Route information
- Maintained by NHAI
- Length: 298 km (185 mi)
- Status: Proposed / Under Survey

Major junctions
- West end: Mucherla (Future City), Hyderabad
- East end: Amaravati / Machilipatnam

Location
- Country: India
- States: Telangana, Andhra Pradesh

Highway system
- Roads in India; Expressways; National; State; Asian;

= Hyderabad–Amaravati Greenfield Expressway =

Proposed expressway in India

The Hyderabad–Amaravati Greenfield Expressway is a proposed 298 km, six-lane, access-controlled highway connecting the capital cities of Telangana and Andhra Pradesh.

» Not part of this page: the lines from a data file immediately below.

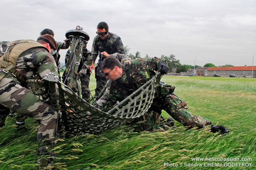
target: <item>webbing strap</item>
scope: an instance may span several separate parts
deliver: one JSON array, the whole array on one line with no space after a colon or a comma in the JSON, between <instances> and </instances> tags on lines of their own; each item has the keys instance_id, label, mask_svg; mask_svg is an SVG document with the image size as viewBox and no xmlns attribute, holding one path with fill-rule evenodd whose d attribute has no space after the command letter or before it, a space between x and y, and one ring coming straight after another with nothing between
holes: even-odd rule
<instances>
[{"instance_id":1,"label":"webbing strap","mask_svg":"<svg viewBox=\"0 0 256 170\"><path fill-rule=\"evenodd\" d=\"M26 80L22 77L19 70L17 68L15 68L12 65L6 61L0 61L0 67L1 68L5 68L3 69L3 72L0 76L0 81L5 77L5 75L10 71L13 76L18 79L22 84L24 85L26 84Z\"/></svg>"}]
</instances>

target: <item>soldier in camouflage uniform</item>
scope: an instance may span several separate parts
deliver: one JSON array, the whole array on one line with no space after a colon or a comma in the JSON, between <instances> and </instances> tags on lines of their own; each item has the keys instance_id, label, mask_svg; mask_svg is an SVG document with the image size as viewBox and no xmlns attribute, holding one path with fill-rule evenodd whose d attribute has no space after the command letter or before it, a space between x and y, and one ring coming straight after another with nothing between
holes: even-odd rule
<instances>
[{"instance_id":1,"label":"soldier in camouflage uniform","mask_svg":"<svg viewBox=\"0 0 256 170\"><path fill-rule=\"evenodd\" d=\"M38 40L40 43L33 40L20 40L15 41L16 45L12 46L13 42L8 42L7 44L10 45L9 48L13 47L4 55L2 53L0 127L5 125L4 120L10 110L39 122L37 134L38 163L41 167L45 167L53 162L52 157L42 157L54 156L54 153L49 151L55 145L58 113L26 88L26 80L35 77L41 79L46 74L55 72L58 75L58 73L54 59L49 53L52 51L51 46L56 47L54 39L45 35ZM13 59L15 58L16 62ZM12 61L13 60L14 61Z\"/></svg>"},{"instance_id":2,"label":"soldier in camouflage uniform","mask_svg":"<svg viewBox=\"0 0 256 170\"><path fill-rule=\"evenodd\" d=\"M108 93L104 95L104 99L109 100L101 99L97 104L111 107L117 101L121 102L130 95L131 89L132 91L136 90L152 79L155 75L155 71L159 70L161 73L167 74L168 67L163 60L157 57L147 61L141 59L124 60L122 63L115 58L109 57L103 62L101 69L104 76L112 80L112 82ZM200 129L211 125L211 122L208 119L190 113L187 111L188 107L186 102L174 93L175 88L174 86L168 85L160 86L151 110L161 113L163 109L188 129ZM229 132L223 126L212 125L210 127L214 132L219 130L222 133Z\"/></svg>"},{"instance_id":3,"label":"soldier in camouflage uniform","mask_svg":"<svg viewBox=\"0 0 256 170\"><path fill-rule=\"evenodd\" d=\"M96 33L98 35L93 40L92 48L92 65L90 67L90 70L92 72L92 69L94 69L94 63L99 52L99 59L97 66L95 69L96 79L95 96L99 94L106 82L106 80L102 76L100 69L101 62L110 54L113 54L115 53L124 54L124 47L121 40L121 38L117 35L109 32L109 26L106 22L99 22L97 26L97 30Z\"/></svg>"},{"instance_id":4,"label":"soldier in camouflage uniform","mask_svg":"<svg viewBox=\"0 0 256 170\"><path fill-rule=\"evenodd\" d=\"M40 35L50 35L53 37L54 37L54 33L53 31L49 29L45 29L41 31L40 33ZM51 52L51 54L54 58L54 60L56 62L56 64L58 67L58 73L59 75L60 72L59 71L59 68L60 66L60 63L59 61L59 58L60 58L60 55L59 54L59 51L60 49L68 49L69 47L70 42L67 39L66 39L64 42L59 42L56 41L56 48L53 49ZM60 77L59 77L60 79ZM19 128L24 128L24 127L22 127L22 126L25 125L25 120L27 117L26 116L24 116L23 115L20 115L18 113L16 113L16 123Z\"/></svg>"},{"instance_id":5,"label":"soldier in camouflage uniform","mask_svg":"<svg viewBox=\"0 0 256 170\"><path fill-rule=\"evenodd\" d=\"M54 37L54 33L52 30L49 29L45 29L42 30L42 31L41 31L41 32L40 33L40 35L44 35L46 34L51 35L53 37ZM54 57L54 59L56 61L56 64L58 66L58 69L59 69L60 66L60 63L59 60L59 58L60 58L60 55L59 54L59 51L60 49L68 49L70 45L70 41L66 39L65 40L64 40L64 42L56 41L56 43L57 44L57 47L55 49L56 50L53 50L52 55L53 55L53 57ZM59 71L59 70L58 70Z\"/></svg>"}]
</instances>

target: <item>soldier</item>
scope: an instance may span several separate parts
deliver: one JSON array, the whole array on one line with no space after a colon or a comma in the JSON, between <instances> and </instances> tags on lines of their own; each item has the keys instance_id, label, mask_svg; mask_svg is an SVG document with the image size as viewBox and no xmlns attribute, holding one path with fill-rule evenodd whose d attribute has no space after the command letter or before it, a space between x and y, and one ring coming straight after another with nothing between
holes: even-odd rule
<instances>
[{"instance_id":1,"label":"soldier","mask_svg":"<svg viewBox=\"0 0 256 170\"><path fill-rule=\"evenodd\" d=\"M54 33L53 31L49 29L45 29L41 31L40 33L40 35L44 35L46 34L49 34L52 36L53 37L54 37ZM58 71L59 74L59 67L60 65L60 63L59 63L59 58L60 58L60 55L59 54L59 51L60 49L68 49L70 45L70 41L67 40L67 39L64 40L64 42L58 42L56 41L56 43L57 44L57 47L56 49L53 49L52 55L53 57L54 57L54 59L56 61L56 64L58 66Z\"/></svg>"},{"instance_id":2,"label":"soldier","mask_svg":"<svg viewBox=\"0 0 256 170\"><path fill-rule=\"evenodd\" d=\"M41 36L46 34L50 35L53 37L54 37L54 33L52 30L49 29L45 29L42 30L42 31L41 31L41 32L40 33L40 35ZM59 54L59 51L60 49L68 49L69 47L70 42L66 39L65 40L64 40L64 42L58 42L55 41L55 42L56 44L56 47L53 47L53 48L51 52L51 54L54 58L56 62L56 64L57 65L57 66L58 67L58 73L59 75L60 74L60 72L59 71L60 63L59 61L59 60L60 58L60 55ZM60 79L60 77L59 77L59 78ZM16 124L18 129L26 129L24 125L25 125L25 120L27 118L27 117L26 116L24 116L17 113L16 113Z\"/></svg>"},{"instance_id":3,"label":"soldier","mask_svg":"<svg viewBox=\"0 0 256 170\"><path fill-rule=\"evenodd\" d=\"M105 22L100 22L97 26L96 34L94 38L92 48L92 62L90 67L90 71L94 69L94 63L99 55L99 59L97 66L95 68L95 78L96 79L96 88L95 96L99 94L105 85L106 80L103 77L100 69L100 64L103 60L110 54L115 53L124 54L124 47L121 38L117 35L109 32L109 26Z\"/></svg>"},{"instance_id":4,"label":"soldier","mask_svg":"<svg viewBox=\"0 0 256 170\"><path fill-rule=\"evenodd\" d=\"M26 80L55 72L57 68L49 53L56 44L49 35L40 36L37 42L22 40L7 43L0 55L0 127L11 110L40 122L37 133L38 162L40 167L51 166L54 153L50 149L55 143L58 113L26 88ZM46 158L46 157L48 158ZM50 156L50 157L49 157Z\"/></svg>"},{"instance_id":5,"label":"soldier","mask_svg":"<svg viewBox=\"0 0 256 170\"><path fill-rule=\"evenodd\" d=\"M114 57L109 57L103 62L101 69L104 76L112 82L109 93L104 94L108 96L105 98L109 99L109 101L98 101L97 103L100 106L106 105L108 107L112 107L117 101L121 102L128 96L129 91L136 90L152 78L155 71L167 74L168 67L163 60L157 57L147 61L141 59L124 60L122 63ZM212 132L220 131L221 134L224 134L229 132L224 126L212 125L211 122L207 118L190 113L187 110L188 107L186 102L174 93L175 87L165 85L160 87L160 92L157 92L151 110L161 113L163 109L187 129L200 129L209 126Z\"/></svg>"}]
</instances>

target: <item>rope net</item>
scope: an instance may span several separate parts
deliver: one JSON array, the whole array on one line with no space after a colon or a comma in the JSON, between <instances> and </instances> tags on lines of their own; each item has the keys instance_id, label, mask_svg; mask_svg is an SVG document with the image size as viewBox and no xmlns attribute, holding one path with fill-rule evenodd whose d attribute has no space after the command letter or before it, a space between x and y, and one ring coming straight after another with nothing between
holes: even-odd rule
<instances>
[{"instance_id":1,"label":"rope net","mask_svg":"<svg viewBox=\"0 0 256 170\"><path fill-rule=\"evenodd\" d=\"M161 75L157 74L140 88L124 100L118 102L112 108L97 108L87 103L72 90L71 88L58 81L54 75L48 75L41 81L29 80L31 90L41 99L60 111L61 123L69 134L78 133L97 134L116 127L128 120L132 120L144 114L153 102L156 88ZM52 87L58 89L53 93L49 91ZM52 88L51 88L52 87ZM40 89L42 88L41 90ZM47 98L47 96L49 96ZM54 97L53 97L54 96ZM57 97L56 97L57 96Z\"/></svg>"}]
</instances>

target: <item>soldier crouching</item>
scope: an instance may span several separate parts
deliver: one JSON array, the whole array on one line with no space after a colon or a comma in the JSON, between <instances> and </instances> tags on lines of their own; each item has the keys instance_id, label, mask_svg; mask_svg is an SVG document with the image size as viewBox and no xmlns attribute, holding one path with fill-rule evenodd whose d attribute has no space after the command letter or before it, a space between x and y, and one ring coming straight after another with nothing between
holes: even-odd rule
<instances>
[{"instance_id":1,"label":"soldier crouching","mask_svg":"<svg viewBox=\"0 0 256 170\"><path fill-rule=\"evenodd\" d=\"M49 168L54 156L50 150L55 144L58 113L27 88L26 82L36 75L41 79L50 72L57 74L54 59L49 53L56 48L56 42L49 35L40 36L37 41L17 40L1 48L0 126L4 125L10 110L38 120L38 162L40 168Z\"/></svg>"}]
</instances>

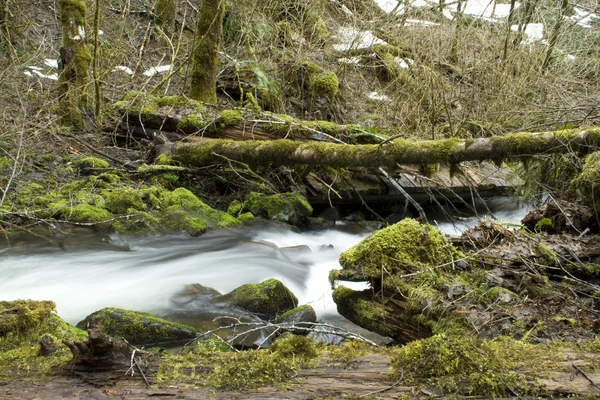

The project is designed as a "straight-line" greenfield corridor to reduce travel time between the two cities to approximately 2.5 hours.

The expressway originates near Tippareddypalli in Mucherla (Future City) and follows a new alignment that bypasses the congested NH-65. It passes through the following districts:
- Telangana (118 km): Ranga Reddy district, Nalgonda district (passing through the Miryalaguda region), and Suryapet district.
- Andhra Pradesh (180 km): Palnadu district (Sattenapalli), Guntur district, Amaravati, and extends to Machilipatnam (Bandar Port).

A semi-high-speed rail corridor is planned to run parallel to the expressway, aiming to reduce travel time between Hyderabad and Amaravati to 1.5 hours. Following a request from the Telangana government, the South Central Railway (SCR) revised the alignment to follow this greenfield path. This shift officially identifies Miryalaguda as a key station on the route, replacing the previous alignment that passed further north through Suryapet.

As of early 2026, the National Highways Authority of India (NHAI) is finalizing the detailed project report. The central government has committed to funding the project, estimated at ₹25,000 crore, which includes total land acquisition costs.